Other medical conditions can cause hypothalamic amenorrhea. These include an overactive or underactive thyroid as well as secretion of too much prolactin ( a hormone necessary for breast feeding). Rarely, brain tumors can also cause hypothalamic amenorrhea.

A number of infertile women devolop a normal follicle, thicken their endometrium, and have appropriately rising estradiol levels. For reasons that are still unclear, their pituitary gland does not release an appropriate amount of LH to trigger ovulation. Monitoring patients with blood work for serum estradiol and progesterone in conjunction with transvaginal ultrasonography, can identify when a mature egg is present. If the patient does not show signs of triggering ovulation on her own , we will administer 10,000 IU of Human Chorionin Gonadotropin (HCG) to cause ovulation at the appropriate time. This has proved to be quite effective in both natural cycles as well as clomiphene citrate cycles, in triggering a more physiologic ovulation and in turn, establishing pregnancies.

The average age of menopause in the United Sates is fifty-two years, and fifty years in women who smoke. Approximately 1% of women enter menopause prior to age forty. This is termed premature ovarian failure (POF). Fortunately, POF is an uncommon cause of ovulatory dysfunction. Several markedly elevated FSH levels confirm this diagnosis. It is important to screen women with POF for other hormonal problems including abnormal thyroid function, diabetes, inadequate parathyroid hormone production, and deficient cortisol (Addison's disease). The use of donor eggs is the only effective form of infertility therapy for women with POF. Spontaneous pregnancy occurs very rarely in women with POF.

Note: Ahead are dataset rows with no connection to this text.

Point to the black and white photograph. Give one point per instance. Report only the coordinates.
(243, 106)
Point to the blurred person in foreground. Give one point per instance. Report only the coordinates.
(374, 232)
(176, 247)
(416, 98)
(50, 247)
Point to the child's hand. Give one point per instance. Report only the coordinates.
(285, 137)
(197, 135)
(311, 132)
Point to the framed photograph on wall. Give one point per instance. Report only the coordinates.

Women with ovulatory dysfunction are worked up initially with a thorough history and physical examination. Critical blood tests include a pregnancy test, luteinizing hormone (LH), follicle stimulating hormone (FSH), prolactin, thyroid stimulating hormone (TSH), estradiol and free testosterone. Ovulation induction therapy is then individualized based on the type of ovulation dysfunction present.